The JCPOA signatories — the United Kingdom, European Union, France, Germany, China and Russia — are serving as intermediaries between the U.S. and Iran, who has refused direct discussions, to achieve consensus on a pathway of mutual compliance to return to the constraints of the deal. 

But both the U.S. and Iran have a better understanding of what steps each side needs to take to rejoin, the official said.

Iran, which maintains that its nuclear program is peaceful, began breaching the terms of the agreement in 2019 in opposition to Trump’s withdrawal from the deal and imposition of sanctions.

The U.S. has called for Iran to reverse the steps it has taken that are outside the scope of the agreement and allow for verification, limiting its enrichment of uranium, capping its production of centrifuges and allowing international nuclear inspectors, among other things. 

“I think the United States has a better idea of what it will need to do to come back into full compliance with the JCPOA. And Iran is a better idea of what it will need to do to come back into compliance with the JCPOA,” the official said. 

“Clarification doesn’t necessarily mean consensus,” the official said, adding “the distance that remains to be traveled is greater than the distance that we’ve traveled so far.”

Part of the challenge for Biden officials is unraveling a complicated web of the nearly 1,500 sanctions imposed by the former Trump administration that included putting in place sanctions that were originally lifted as part of the JCPOA, but then doubling penalties under the labels of support for terrorism and other descriptions.

“The Trump administration deliberately … imposed sanctions by invoking labels, terrorism labels and other labels, even though it was done purely for the purpose of preventing or hindering a return to the compliance of the JCPOA,” the official said.

“So that has made it more difficult. We have to go through every sanction, to look at whether they were legitimately or not legitimately imposed. So I’m not going to get into precisely the examples that we gave, but we gave Iran examples.”

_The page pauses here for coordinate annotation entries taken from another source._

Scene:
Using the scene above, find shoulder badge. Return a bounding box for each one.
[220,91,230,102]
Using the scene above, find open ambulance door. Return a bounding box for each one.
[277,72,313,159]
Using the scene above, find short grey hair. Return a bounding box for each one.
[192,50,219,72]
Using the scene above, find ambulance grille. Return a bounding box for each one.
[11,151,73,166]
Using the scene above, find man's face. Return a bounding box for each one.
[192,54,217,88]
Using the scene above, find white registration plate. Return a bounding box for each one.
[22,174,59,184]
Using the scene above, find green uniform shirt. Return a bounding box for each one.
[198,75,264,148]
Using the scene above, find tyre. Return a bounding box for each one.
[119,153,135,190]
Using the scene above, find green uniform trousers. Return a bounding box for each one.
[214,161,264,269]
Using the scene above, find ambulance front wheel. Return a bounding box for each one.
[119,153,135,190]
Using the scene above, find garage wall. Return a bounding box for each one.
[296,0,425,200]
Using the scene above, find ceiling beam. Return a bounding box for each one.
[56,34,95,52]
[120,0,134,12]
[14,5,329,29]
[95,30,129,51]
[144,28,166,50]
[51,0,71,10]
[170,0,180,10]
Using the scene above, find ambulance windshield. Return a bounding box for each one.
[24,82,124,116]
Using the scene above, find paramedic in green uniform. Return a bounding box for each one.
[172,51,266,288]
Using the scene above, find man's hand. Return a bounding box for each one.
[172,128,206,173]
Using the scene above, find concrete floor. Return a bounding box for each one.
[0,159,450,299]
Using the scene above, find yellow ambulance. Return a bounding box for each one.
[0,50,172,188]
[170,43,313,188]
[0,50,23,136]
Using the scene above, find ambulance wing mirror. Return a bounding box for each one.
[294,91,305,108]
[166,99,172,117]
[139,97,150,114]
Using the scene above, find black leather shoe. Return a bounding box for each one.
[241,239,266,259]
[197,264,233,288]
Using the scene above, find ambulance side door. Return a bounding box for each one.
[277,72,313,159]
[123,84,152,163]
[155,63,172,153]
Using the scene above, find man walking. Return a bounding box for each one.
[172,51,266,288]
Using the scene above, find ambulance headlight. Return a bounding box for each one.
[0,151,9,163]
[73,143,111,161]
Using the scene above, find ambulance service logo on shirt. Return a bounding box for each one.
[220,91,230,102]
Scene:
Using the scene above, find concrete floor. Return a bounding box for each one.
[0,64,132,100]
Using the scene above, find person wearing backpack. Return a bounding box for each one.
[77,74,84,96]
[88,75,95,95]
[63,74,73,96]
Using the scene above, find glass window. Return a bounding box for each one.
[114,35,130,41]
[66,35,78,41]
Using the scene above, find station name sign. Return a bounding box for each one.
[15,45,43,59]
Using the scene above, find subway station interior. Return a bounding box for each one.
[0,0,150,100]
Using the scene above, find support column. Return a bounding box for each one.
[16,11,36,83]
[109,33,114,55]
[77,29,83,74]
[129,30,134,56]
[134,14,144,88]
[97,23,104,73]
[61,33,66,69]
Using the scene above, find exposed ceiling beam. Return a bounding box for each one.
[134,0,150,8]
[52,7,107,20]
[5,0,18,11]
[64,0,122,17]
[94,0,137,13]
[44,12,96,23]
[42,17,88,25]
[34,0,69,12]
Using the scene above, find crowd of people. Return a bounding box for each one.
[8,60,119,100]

The Wall Street Journal reported Wednesday that sanctions the U.S. is considering lifting include terror sanctions against Iran’s central bank, its national oil and tanker companies, and economic industries like steel, aluminum and others, citing two people familiar with the matter.

The Journal further reported that a senior European official said Washington signaled potential sanctions relief on the textiles, autos, shipping and insurance industries, all industries that were protected under the 2015 agreement. 

The senior State Department official declined to name the examples of specific sanctions relief provided to Iran.